His frankness was surprising. And worse, it left us no angle to work on him. So I let go of the angles and just asked a simple and straightforward question. “Then who was he trying to impress?”
“I can only guess,” Benny said. “But I assume it was his father.”
“His father’s in prison,” Jen said.
“Yes. Corcoran.”
“And you think he’s still that big an influence on his son?”
“His old man’s standing up.
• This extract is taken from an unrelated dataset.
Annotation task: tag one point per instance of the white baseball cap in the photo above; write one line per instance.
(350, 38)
A word from him could still open doors.”
We knew the doors he was talking about.
“I know you’ve been off the streets for a long time,” I said, “but is torching a helpless old man really going to impress anyone?”
“Of course not.”
“Then why did he do it?”
“Because he’s a fucking idiot.”
We were outside of Benny’s building on Ocean Boulevard and on our way back to the station before I asked Jen, “What do you make of Benny?”
“Got a good song and dance.”
“I know. So good I wonder if it might even be true.”
She said, “I think it’s too good. Let’s see if he’s got any connection to Omar’s lawyer.”
“What if he does?”
“Then we’ll know he’s full of shit and we can look harder at him. Maybe we can shake something loose.”
“Maybe.” I didn’t say anything else.
“What?” she asked.
“I don’t know. I just want to ID the vic.”
“You don’t think the name ‘Bishop’ will lead us anyplace?”
“There were a couple of hits on the name with MUPS, but none matched the description. I’m thinking it must be a street name or something.”